In [17]:
magma_dir = '/home/marco/epfl/magma/'

### **Config**

In [18]:
import os
import sys

sys.path.insert(0, magma_dir)
import config

In [19]:
MODEL = 'bart'

RE_SPLITTER = '\n'              # do we split sentences of paragraphs?
                                # use '\.(?!\d)|\n' or '\n', respectively

TOKEN_MAX_LEN = 99              # max length of a word
PARA_MIN_LENGTH = 2             # minimum length for a sentence or
                                # a paragraph, in tokens

# Output path
OUTPUT_PATH = magma_dir+'pipeline/karger_books_para_extraction/'+MODEL+'/'
if not os.path.exists(OUTPUT_PATH):
    os.makedirs(OUTPUT_PATH)

In [20]:
# Topic modeling specific configurations

REDUCTION_MAX_LEN = 1024        # maximum length of the LDA/LSI/TextRank reduction

STOPWORDS_EXTENSION =\
    ['may', 'might',
     'also', 'with',
     'without', 'use',
     'uses', 'used', 'using']

STEMMER = 'snowball'            # name of the stemmer, might use 'porter'

N_GRAM = 2                      # the length of n-gram we want to create
N_GRAM_MIN_COUNT = 2            # there should be at least N_GRAM_MIN_COUNT
                                # repetitions in the text
N_GRAM_THRESHOLD = 20           # see gensim.Phrases documentation

DIC_NO_BELOW = 3                # keep tokens present in DIC_NO_BELOW+ sentences/paragraphs
DIC_NO_ABOVE = 1                # fraction of total corpus size (default: 1)

TOP_N = 30                      # number of words to keep for each topic

### **Init**

In [21]:
import matplotlib.pyplot as plt
import numpy as np
import torch
import re
import pandas as pd
import nltk
import gensim
from textwrap import fill
from tqdm import tqdm
tqdm.pandas()

if 'pegasus' in MODEL:
    from transformers import PegasusTokenizer
    tokenizer =\
        PegasusTokenizer.from_pretrained('google/pegasus-large')
elif 'bart' in MODEL:
    from transformers import BartTokenizer
    tokenizer =\
        BartTokenizer.from_pretrained('facebook/bart-large-cnn')
elif 't5' in MODEL:
    from transformers import T5Tokenizer
    tokenizer =\
        T5Tokenizer.from_pretrained('t5-large')

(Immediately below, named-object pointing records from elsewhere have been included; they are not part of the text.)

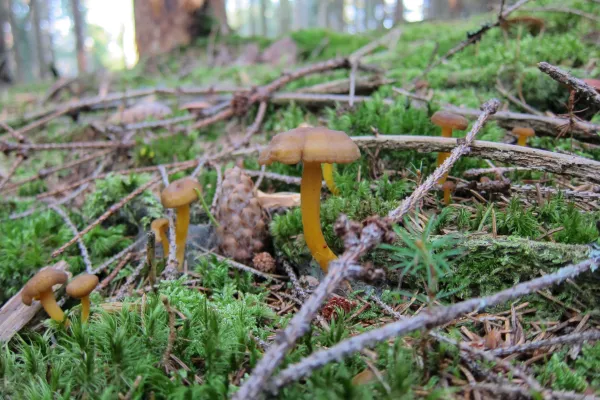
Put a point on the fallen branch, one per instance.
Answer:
(578, 338)
(558, 163)
(373, 233)
(576, 84)
(427, 320)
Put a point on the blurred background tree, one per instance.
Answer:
(42, 39)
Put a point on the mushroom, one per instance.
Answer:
(40, 288)
(80, 288)
(327, 169)
(159, 227)
(312, 146)
(447, 121)
(179, 195)
(522, 134)
(448, 187)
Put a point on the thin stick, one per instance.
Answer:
(582, 88)
(371, 235)
(434, 317)
(12, 170)
(558, 163)
(82, 249)
(111, 210)
(581, 337)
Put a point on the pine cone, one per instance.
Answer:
(264, 262)
(243, 228)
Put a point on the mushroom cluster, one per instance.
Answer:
(312, 146)
(179, 195)
(448, 122)
(40, 288)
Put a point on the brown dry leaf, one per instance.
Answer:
(278, 200)
(364, 377)
(140, 112)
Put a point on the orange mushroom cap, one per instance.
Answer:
(310, 145)
(595, 83)
(449, 185)
(523, 131)
(180, 193)
(82, 285)
(447, 119)
(42, 282)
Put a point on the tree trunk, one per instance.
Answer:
(5, 75)
(263, 18)
(220, 13)
(78, 23)
(399, 12)
(284, 16)
(14, 28)
(39, 42)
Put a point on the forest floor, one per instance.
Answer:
(487, 291)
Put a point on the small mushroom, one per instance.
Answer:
(327, 169)
(522, 134)
(159, 227)
(40, 288)
(448, 188)
(447, 121)
(80, 288)
(312, 146)
(179, 195)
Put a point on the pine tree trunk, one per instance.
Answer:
(39, 42)
(263, 18)
(399, 12)
(14, 28)
(79, 36)
(5, 75)
(284, 16)
(220, 13)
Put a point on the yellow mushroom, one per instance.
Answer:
(447, 121)
(312, 146)
(448, 188)
(179, 195)
(159, 227)
(40, 288)
(80, 288)
(523, 134)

### **Karger Books Base Dataset**

In [22]:
base_dataset = magma_dir+'datasets/karger_books_base/df.csv'
df = pd.read_csv(base_dataset)
df = df.set_index(['book', 'chapter', 'section', 'subsection'])
df.bullets = df.bullets.map(eval, na_action='ignore')

## **Topic modeling**

### **Preprocessing**

#### Preprocessing

* Split based on RE_SPLITTER
* Explode the dataset
* Remove unwanted chars at beginning or end of sentence
* Remove multiple spaces
* Remove long words (> TOKEN_MAX_LEN chars)

In [23]:
# Split in sentences / paragraphs based on RE_SPLITTER
df.text =\
    df.text.map(lambda x: [p.strip() for p in re.split(RE_SPLITTER, x) if p!=''],
                na_action='ignore')
    
# explode to get one row for each paragraph /sentence
df = df.explode('text')
df = df.rename(columns={'text': 'para'})
df = df.dropna()

# Remove unwanted chars at beginning or end of sentence
df.para = df.para.map(lambda p: p.lstrip('.,;:-)] \n'))
df.para = df.para.map(lambda p: p.rstrip('.,;:-([ \n'))

# Remove multiple spaces
df.para = df.para.map(lambda p:
    re.sub('\s+', ' ', p).strip())

# Remove long words (> TOKEN_MAX_LEN chars)
def para2words(para):
    return gensim.utils.simple_preprocess(
        para, deacc=True, max_len=TOKEN_MAX_LEN)
df['para_proc'] = df.para.map(para2words)
df['bullets_proc'] = df.bullets.map(lambda bs: [para2words(b) for b in bs])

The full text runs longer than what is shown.